And beat me with a hurley if this is not the darkest, bloodiest and most intense collection of noir crime fiction on the market. I figured that for raw tales of treachery, deceit, and pure evil, who better than Ken Bruen to select those best told in unadorned, unembellished, stripped down prose; a staccato of nineteen bleak episodes packed between the covers, penned by an eclectic and talented group of writers from both sides of the Atlantic?
There are too many gems here to pick the favorites, but Bruen's anthology is fast out of the gate with Eoin Colfer's "Taking on PJ," a darkly humorous encounter between of a couple of low-grade criminals and a notorious mob leg-breaker, finishing strong with Craig McDonald's double-twisted "Rope-A-Dope," a fiendish tale of sex and murder. In between, don't even bother to try and count the bodies as they pile up - gristle and gore are as common in this collection as Jamison's and Guinness.
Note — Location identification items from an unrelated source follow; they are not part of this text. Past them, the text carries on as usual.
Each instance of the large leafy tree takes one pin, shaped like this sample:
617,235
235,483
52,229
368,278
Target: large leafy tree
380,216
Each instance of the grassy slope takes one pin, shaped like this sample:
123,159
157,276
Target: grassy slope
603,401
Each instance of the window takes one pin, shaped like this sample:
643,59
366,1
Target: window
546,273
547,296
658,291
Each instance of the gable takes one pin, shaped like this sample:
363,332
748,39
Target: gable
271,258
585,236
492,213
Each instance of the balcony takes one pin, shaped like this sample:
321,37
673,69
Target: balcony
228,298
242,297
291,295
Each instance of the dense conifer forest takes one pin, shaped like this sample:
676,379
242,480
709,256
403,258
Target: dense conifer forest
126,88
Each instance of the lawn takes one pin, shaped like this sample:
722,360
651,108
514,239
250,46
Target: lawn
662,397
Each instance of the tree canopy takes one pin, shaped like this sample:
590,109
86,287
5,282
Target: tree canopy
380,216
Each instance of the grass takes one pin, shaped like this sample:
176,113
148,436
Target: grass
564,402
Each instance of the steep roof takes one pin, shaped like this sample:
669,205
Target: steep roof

Even the women get into the violence with a pair of crazed blockbusters from Laura Lipman's "The Honor Bar," and Sarah Weinman's "Hen Night." An interesting sidebar: one of the most furious paced and engaging novels I've read was Duane Swierczynski's "The Blonde," opening with the unforgettable "I've poisoned your drink." Here, Swierczynski (who's decidedly not Irish but can still write with the best of them) serves up "Lonely and Gone" here - a neat little nugget that was clearly the inspiration for the white-knuckled "Blonde." Pat Mullen, Reed Farrel Coleman, Ray Banks, Olin Steinhauser - they're all here - plus an early story from Charlie Stella, a terrific but unfairly under-read author of great crime fiction like "Shakedown," "Cheapskates," "Johnny Porno," and more.
In short, "Dublin Noir" is a gritty and gripping selection of Ireland's darker prose, a mighty example of an eclectic collection of short story masters practicing the seedier side of their trade.